Menteri Kesehatan Budi Gunadi Sadikin mengatakan, Indonesia saat ini mengalami kekurangan ribuan dokter spesialis. Ini disebabkan tidak meratanya penyebaran dokter spesialis dan masih minimnya program pendidikan spesialis di sejumlah perguruan tinggi.
Kebutuhan dokter spesialis tersebut meliputi dokter penyakit jantung dan pembuluh darah, saraf atau neurologi, obstetri dan ginekologi (obgin), kesehatan anak, penyakit dalam, bedah, anestesi dan terapi intensif, radiologi, dan patologi klinik.
Kementerian Kesehatan menyebutkan, kekurangan terbesar pada dokter spesialis obgin yang mencapai 3.941 dokter. Lalu spesialis kesehatan anak sebanyak 3.662 dokter spesialis, dan penyakit dalam 2.581 dokter.

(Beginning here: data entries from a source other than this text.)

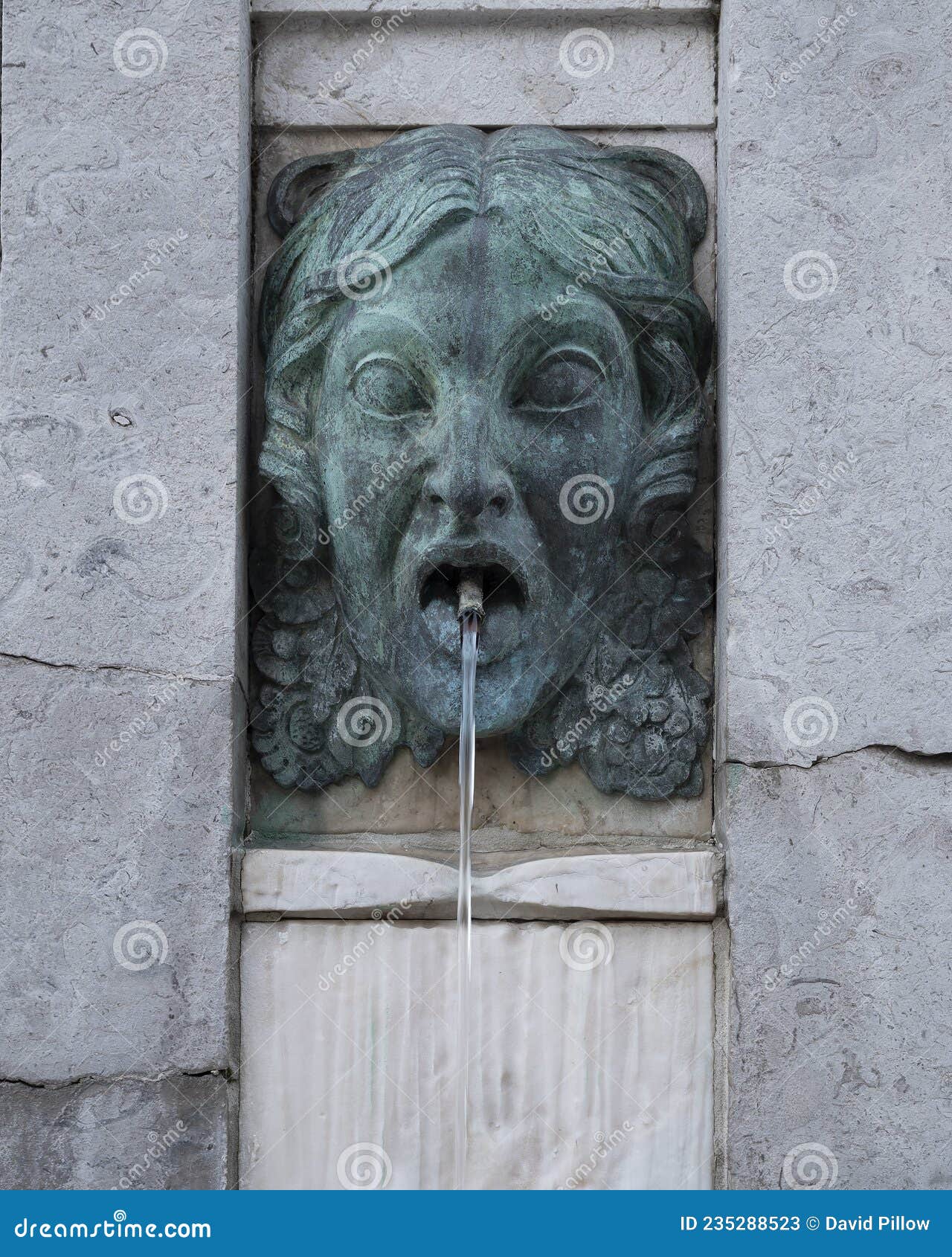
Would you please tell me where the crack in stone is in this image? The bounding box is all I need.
[722,742,952,773]
[0,651,235,694]
[0,1067,235,1091]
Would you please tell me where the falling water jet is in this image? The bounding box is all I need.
[454,572,483,1190]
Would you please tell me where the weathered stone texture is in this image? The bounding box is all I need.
[0,0,249,1188]
[240,920,713,1190]
[723,750,952,1188]
[255,5,714,127]
[0,0,248,676]
[718,0,952,765]
[0,663,240,1081]
[0,1075,228,1192]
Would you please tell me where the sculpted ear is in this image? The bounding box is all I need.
[268,148,353,237]
[604,148,707,249]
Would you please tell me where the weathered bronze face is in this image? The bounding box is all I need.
[255,127,710,798]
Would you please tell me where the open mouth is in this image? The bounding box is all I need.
[416,553,531,666]
[420,563,526,616]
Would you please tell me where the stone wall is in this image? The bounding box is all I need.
[0,0,249,1188]
[717,0,952,1188]
[0,0,952,1188]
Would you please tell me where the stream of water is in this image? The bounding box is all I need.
[455,614,479,1190]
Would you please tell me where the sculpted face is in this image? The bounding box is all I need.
[315,220,641,733]
[253,127,710,800]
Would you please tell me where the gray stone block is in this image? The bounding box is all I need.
[0,0,249,676]
[718,0,952,765]
[0,663,242,1082]
[0,1075,229,1192]
[719,750,952,1189]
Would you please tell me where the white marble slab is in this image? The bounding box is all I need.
[242,847,719,920]
[240,920,713,1189]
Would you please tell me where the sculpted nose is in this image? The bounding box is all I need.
[424,452,515,521]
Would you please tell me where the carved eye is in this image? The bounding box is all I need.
[351,359,429,419]
[515,348,605,410]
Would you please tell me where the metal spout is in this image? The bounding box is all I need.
[457,570,486,623]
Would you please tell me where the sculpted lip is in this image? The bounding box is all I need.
[416,541,531,666]
[416,541,531,612]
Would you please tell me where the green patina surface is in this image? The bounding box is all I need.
[253,127,710,800]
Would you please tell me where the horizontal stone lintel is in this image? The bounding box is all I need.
[251,0,714,14]
[242,847,721,922]
[254,10,715,129]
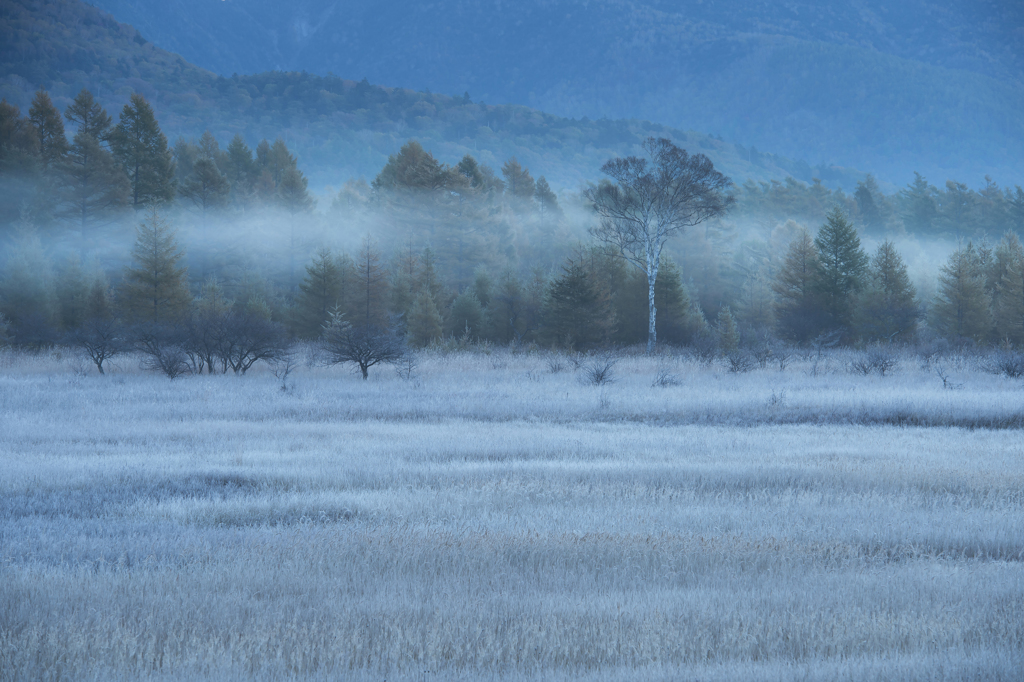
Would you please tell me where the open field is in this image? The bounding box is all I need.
[0,351,1024,681]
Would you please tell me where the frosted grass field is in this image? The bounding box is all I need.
[0,352,1024,680]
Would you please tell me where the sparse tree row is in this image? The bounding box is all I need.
[0,91,1024,378]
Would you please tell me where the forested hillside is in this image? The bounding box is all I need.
[0,0,860,190]
[81,0,1024,185]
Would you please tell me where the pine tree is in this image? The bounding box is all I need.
[111,93,174,210]
[350,237,389,328]
[932,243,992,342]
[296,249,344,338]
[60,90,131,249]
[222,135,258,206]
[447,287,483,339]
[120,208,191,325]
[543,251,611,349]
[860,240,920,342]
[29,90,68,175]
[56,258,89,331]
[178,158,230,214]
[814,207,868,331]
[772,229,822,343]
[278,168,316,216]
[993,232,1024,347]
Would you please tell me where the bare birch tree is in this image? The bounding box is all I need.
[586,137,733,352]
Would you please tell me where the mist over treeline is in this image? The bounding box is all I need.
[0,90,1024,360]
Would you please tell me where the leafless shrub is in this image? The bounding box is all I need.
[323,312,408,380]
[987,350,1024,379]
[690,328,718,365]
[765,388,785,410]
[548,355,565,374]
[583,357,618,386]
[935,365,964,390]
[650,368,679,388]
[394,352,420,381]
[142,345,191,379]
[850,346,899,377]
[725,350,757,374]
[267,351,298,393]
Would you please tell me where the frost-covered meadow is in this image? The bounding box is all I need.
[0,351,1024,680]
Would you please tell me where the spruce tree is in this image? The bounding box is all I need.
[223,135,258,206]
[120,208,191,325]
[111,93,174,210]
[993,232,1024,347]
[296,249,344,339]
[447,287,483,339]
[29,90,68,175]
[178,158,230,214]
[814,207,868,330]
[932,243,992,342]
[543,252,611,350]
[772,229,822,343]
[860,240,920,342]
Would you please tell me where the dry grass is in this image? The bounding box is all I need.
[0,354,1024,680]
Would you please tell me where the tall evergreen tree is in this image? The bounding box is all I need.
[772,229,822,343]
[119,208,191,325]
[29,90,68,175]
[222,135,259,206]
[993,232,1024,347]
[60,90,131,249]
[350,237,390,328]
[543,251,613,350]
[899,172,939,233]
[296,249,345,339]
[814,207,868,330]
[860,240,920,341]
[111,93,174,210]
[409,291,443,347]
[932,243,992,342]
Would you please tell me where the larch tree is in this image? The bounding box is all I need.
[60,90,131,249]
[586,137,733,352]
[859,240,921,341]
[296,249,344,338]
[772,229,821,343]
[993,232,1024,347]
[814,207,868,333]
[120,208,191,325]
[111,93,174,210]
[29,90,68,176]
[932,243,992,342]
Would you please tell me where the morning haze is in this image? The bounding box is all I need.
[0,0,1024,681]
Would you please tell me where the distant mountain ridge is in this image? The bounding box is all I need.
[81,0,1024,184]
[0,0,863,189]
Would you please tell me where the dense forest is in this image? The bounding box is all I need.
[0,90,1024,372]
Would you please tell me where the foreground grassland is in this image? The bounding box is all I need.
[0,352,1024,681]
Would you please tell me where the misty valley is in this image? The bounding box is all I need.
[0,0,1024,682]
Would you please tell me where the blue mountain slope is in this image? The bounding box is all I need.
[88,0,1024,183]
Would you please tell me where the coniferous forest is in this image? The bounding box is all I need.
[0,90,1024,372]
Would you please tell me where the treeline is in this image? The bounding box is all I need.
[736,173,1024,240]
[0,91,1024,371]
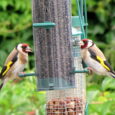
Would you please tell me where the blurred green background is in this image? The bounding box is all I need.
[0,0,115,115]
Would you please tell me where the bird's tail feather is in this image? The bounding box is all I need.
[0,83,4,90]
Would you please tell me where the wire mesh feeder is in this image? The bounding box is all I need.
[46,28,86,115]
[32,0,86,115]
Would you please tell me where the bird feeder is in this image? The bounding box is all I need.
[32,0,87,115]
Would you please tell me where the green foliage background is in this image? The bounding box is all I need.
[0,0,115,115]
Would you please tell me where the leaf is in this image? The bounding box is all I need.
[102,77,115,91]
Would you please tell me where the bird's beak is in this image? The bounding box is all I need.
[26,46,32,52]
[78,41,84,46]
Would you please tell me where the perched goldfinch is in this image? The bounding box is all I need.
[0,43,32,89]
[79,39,115,78]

Menurut Ikatan Dokter Indonesia (IDI), kekurangan dokter spesialis ini berkaitan dengan distribusi yang terlalu terkonsentrasi di Pulau Jawa, khususnya di DKI Jakarta.
Dokter spesialis enggan untuk bertugas di luar ibukota karena antara lain keterbatasan sarana dan prasarana, keterbatasan alat kesehatan dan obat, ketidakpastian insentif, keterbatasan fasilitas dan lapangan kerja untuk keluarga mereka, dan ketidakpastian jenjang karier.
(Baca: IDI Ungkap 6 Penyebab Minimnya Jumlah Dokter Spesialis, Apa Saja?)
Di Pulau Jawa, jumlah dokter spesialis mencapai 34.763 per 6 Desember 2022, berdasarkan data dari Konsil Kedokteran Indonesia (KKI). Ini berarti kira-kira ada 22 dokter spesialis untuk setiap 100.000 penduduk di Pulau Jawa.
Sementara di wilayah Maluku dan Papua, hanya terdapat 615 dokter spesialis. Ini berarti hanya ada kira-kira tujuh dokter spesialis untuk setiap 100.000 penduduk di wilayah timur Indonesia tersebut.
Selain masalah distribusi, kekurangan dokter spesialis di Indonesia juga berkaitan dengan institusi pendidikan yang belum memadai. Menteri Kesehatan Budi Gunadi Sadikin mengatakan, bahwa hanya 20 dari 92 fakultas kedokteran (FK) yang memiliki program studi spesialis. Bahkan, tidak semua FK tersebut memiliki program studi spesialis secara lengkap.
Pemerintah berencana untuk menambahkan dosen sebanyak dua kali lipat untuk mempercepat proses memenuhi kebutuhan dokter spesialis. Kuota mahasiswa per dosen juga akan meningkat ke 1 per 5 dari 1 per 3.
Dengan jumlah dosen dan kuota mahasiswa per dosen saat ini, FK di Indonesia diperkirakan membutuhkan 36 tahun untuk memenuhi kebutuhan dokter spesialis obgin, 26 tahun untuk dokter spesialis kesehatan anak, dan 23 tahun untuk dokter spesialis penyakit dalam.
“Jadi memenuhinya 36 tahun, 26 tahun, 23 tahun. Sepintar apapun kita distribusi nggak bakal kekejar juga sih kalau gap-nya segitu,” kata Budi saat berdialog dengan para dokter yang sedang mengikuti Program Pendidikan Dokter Spesialis (PPDS) pada 4 Desember 2022.
Penambahan kapasitas FK sesuai rencana pemerintah diperkirakan akan memangkas waktu yang dibutuhkan untuk memenuhi kebutuhan dokter spesialis obgin dan dokter spesialis kesehatan anak masing-masing menjadi 8 tahun, serta dokter spesialis penyakit dalam menjadi 6 tahun.